El respaldo provendría no solo de su bloque, sino también de sectores del PRO, la UCR y legisladores provincialistas, lo que evidencia una ampliación de alianzas clave para el oficialismo.
En contraposición, el rechazo más contundente proviene del Frente de Izquierda, mientras que otros bloques opositores presentan posiciones divididas.
Sectores críticos de la reforma ya anticipan que, en caso de aprobarse, podrían avanzar con su judicialización, tomando como antecedente otros fallos recientes contra medidas del Gobierno.
En paralelo, la oposición busca recuperar protagonismo y apunta contra el jefe de Gabinete, Manuel Adorni. Algunos bloques evalúan interpelarlo antes de su informe de gestión previsto para el 29 de abril. Este movimiento podría tensar aún más el clima político en una semana clave para el oficialismo.

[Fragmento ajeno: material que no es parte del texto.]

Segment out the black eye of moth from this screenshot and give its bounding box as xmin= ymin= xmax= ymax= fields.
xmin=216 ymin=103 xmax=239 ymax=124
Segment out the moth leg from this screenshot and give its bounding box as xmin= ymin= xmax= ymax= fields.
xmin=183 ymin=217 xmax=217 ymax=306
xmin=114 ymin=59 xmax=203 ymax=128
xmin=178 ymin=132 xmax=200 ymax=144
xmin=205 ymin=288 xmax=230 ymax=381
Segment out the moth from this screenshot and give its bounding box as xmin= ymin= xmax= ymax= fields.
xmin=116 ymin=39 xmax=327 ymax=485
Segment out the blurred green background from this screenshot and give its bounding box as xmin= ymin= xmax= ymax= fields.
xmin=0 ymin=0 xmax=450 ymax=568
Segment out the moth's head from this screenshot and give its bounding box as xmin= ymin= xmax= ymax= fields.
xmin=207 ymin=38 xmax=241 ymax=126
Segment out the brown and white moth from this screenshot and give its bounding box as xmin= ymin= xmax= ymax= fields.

La reforma de la Ley de Glaciares se perfila como una prueba de fuego para la administración Milei. Más allá del resultado legislativo, el proceso pondrá a prueba la capacidad del Gobierno para sostener alianzas, gestionar conflictos y avanzar en una agenda sensible.
Con el reloj corriendo y un escenario polarizado, el oficialismo apuesta a una victoria rápida que le permita consolidar poder y enviar una señal de fortaleza política.
Sin embargo, el alto nivel de rechazo social y la posibilidad de futuras disputas judiciales anticipan que el debate por los glaciares está lejos de cerrarse. En juego no solo está una ley, sino también el equilibrio entre desarrollo y ambiente en la Argentina que viene.